Никто не спросит… Я вспоминаю любопытный факт из биографии Ефремова. В 1929 году он написал статью, в которой обосновывал возможность взятия с океанского дна образцов коренных пород. Отослал ее в солидный немецкий журнал «Геологише Рундшау». Через некоторое время рукопись вернули с рецензией профессора Отто Пратье, крупнейшего в те годы специалиста по морской геологии. Этот последний заявлял, что дно океана наглухо закрыто рыхлыми осадками и потому предложенные автором статьи исследования ненаучный вздор. Между тем сегодня подобные исследования — самое будничное дело…
… - Второе обстоятельство — неудовлетворенность окружающим миром. Она, замечу, свойственна каждому человеку: полностью могут быть довольны лишь животные, да и то далеко не всегда. Писатель, как и ученый, мечтает о лучшем, о гораздо лучшем. Но тяжелый воз истории катится своими темпами к далеким горизонтам, и темпы эти не упрекнешь в излишней поспешности… А живем-то мы сейчас! Отталкиваясь от несовершенств существующего мира, всякий человек пытается так или иначе улучшить жизнь. Один разобьет цветник, другой может спеть споет. Ну, а если у третьего хорошо работает фантазия, развито воображение? Что ж, он попытается создать свой мир — явления, которые хотел бы видеть состоявшимися, достижения, не осуществимые в пределах биографии современников. Словом, мир — для себя, мир — в себе. Но существующий в вас мир, мир только для вас — это неживой мир. Он открытие ваше, изобретение, создание, но он — мертв. И как при всяком открытии — музыкальном, научном, любом другом — естественно желание рассказать об открытом вами мире, сделать его явным для других. Так вот и рождается писательская потенция. Я начал с рассказов о необыкновенном — романтических рассказов о необыкновенных явлениях природы. Почему я обратился к приключенческому жанру? Да потому, что категорически не согласен с теми, кто склонен считать приключенческие книги литературой второго сорта. Герои таких книг всегда сильные, смелые, положительные, неутомимые; под их влиянием читателю и самому хочется сделать что-то в жизни, искать и найти… Убежден: будь у нас изобилие таких книг — меньше было бы поводов для появления в нашей «большой» литературе унылых произведений с пассивными, страдающими «героями» — растерянными хлюпиками, злобными эгоистами. Но хороших приключенческих книг у нас до сих пор до обидного мало, еще обиднее — недостаточное внимание к ним… Ну, а в те годы, когда я писал первые свои вещи, приключенческих книг, можно сказать, не было совсем…

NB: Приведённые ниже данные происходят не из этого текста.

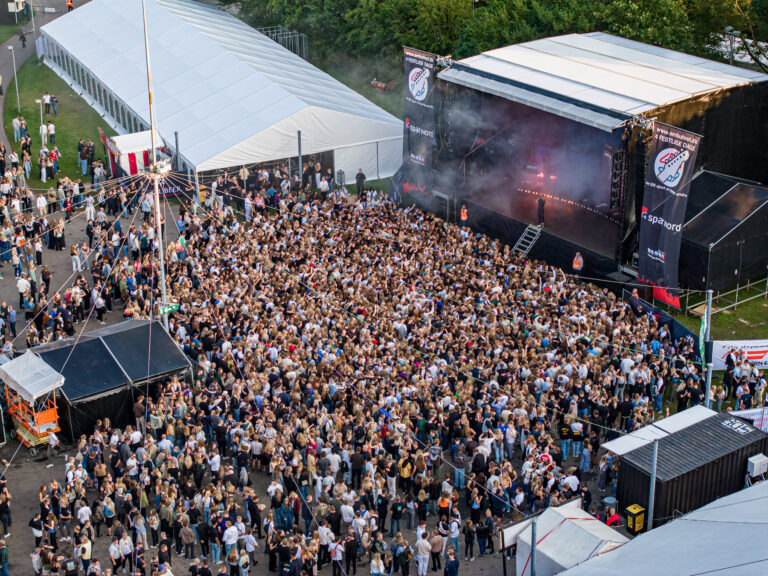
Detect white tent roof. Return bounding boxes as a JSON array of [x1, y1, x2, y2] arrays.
[[517, 508, 629, 576], [0, 352, 64, 404], [112, 130, 163, 154], [42, 0, 402, 171], [439, 32, 768, 131], [603, 406, 717, 456], [563, 482, 768, 576]]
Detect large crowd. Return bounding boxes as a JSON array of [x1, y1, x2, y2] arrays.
[[0, 159, 765, 576]]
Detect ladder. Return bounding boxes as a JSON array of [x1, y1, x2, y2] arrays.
[[512, 224, 542, 256]]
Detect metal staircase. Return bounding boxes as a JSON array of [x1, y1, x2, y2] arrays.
[[512, 224, 542, 256]]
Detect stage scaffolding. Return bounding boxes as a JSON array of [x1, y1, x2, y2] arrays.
[[257, 26, 307, 60]]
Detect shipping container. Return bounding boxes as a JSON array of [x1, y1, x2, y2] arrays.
[[616, 412, 768, 525]]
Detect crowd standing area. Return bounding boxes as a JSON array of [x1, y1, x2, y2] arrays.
[[0, 160, 764, 576]]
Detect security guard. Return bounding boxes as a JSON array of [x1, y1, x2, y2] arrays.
[[573, 252, 584, 278]]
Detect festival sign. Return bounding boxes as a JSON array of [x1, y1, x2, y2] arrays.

Первые рассказы Иван Антонович задумал в 1942 году, находясь в больнице на Урале, в Свердловске. Очередной приступ лихорадки, «заработанной» водной из среднеазиатских экспедиций, надолго оторвал его от научных занятий, высвободив тем самым время для «легкомысленного» литературного творчества. В том же 1942-м семь из задуманных рассказов были написаны… А литературе нашей в те суровые годы действительно было не до каких-то там «приключений». Смешно вспоминать сейчас, но и превосходным ефремовским рассказам нет-нет да и предъявлялся упрек в «ложной занимательности»…
— Поскольку разговор у нас коснулся романтики, как вы, Иван Антонович, понимаете это слово? — Романтика? Это более серьезное, более вдумчивое, чем обычно, отношение к жизни. Романтик ценит жизненные явления больше, чем кто-либо другой. Его волнуют, поражают отблески заката на воде, девичьи глаза, чья-то походка, смех ребенка… Романтик, как и настоящий художник, — собиратель красоты в жизни, а это порождает ощущение величайшей ценности каждого мгновения, его абсолютной, неизбывной неповторимости. И я всерьез полагаю, что, для того чтобы писать настоящую фантастику, надо родиться романтиком…
Ефремовское определение романтики возвращает слову давний его смысл, о котором мы нередко забываем. Слишком расхожим стало это слово в последние годы: им ныне нарекают и кафе, и магнитофоны, и многое иное, никакого отношения к взглядам на жизнь, к мировоззрению не имеющее. А ведь именно собирателя красоты чтим мы в нашем романтике А. Грине…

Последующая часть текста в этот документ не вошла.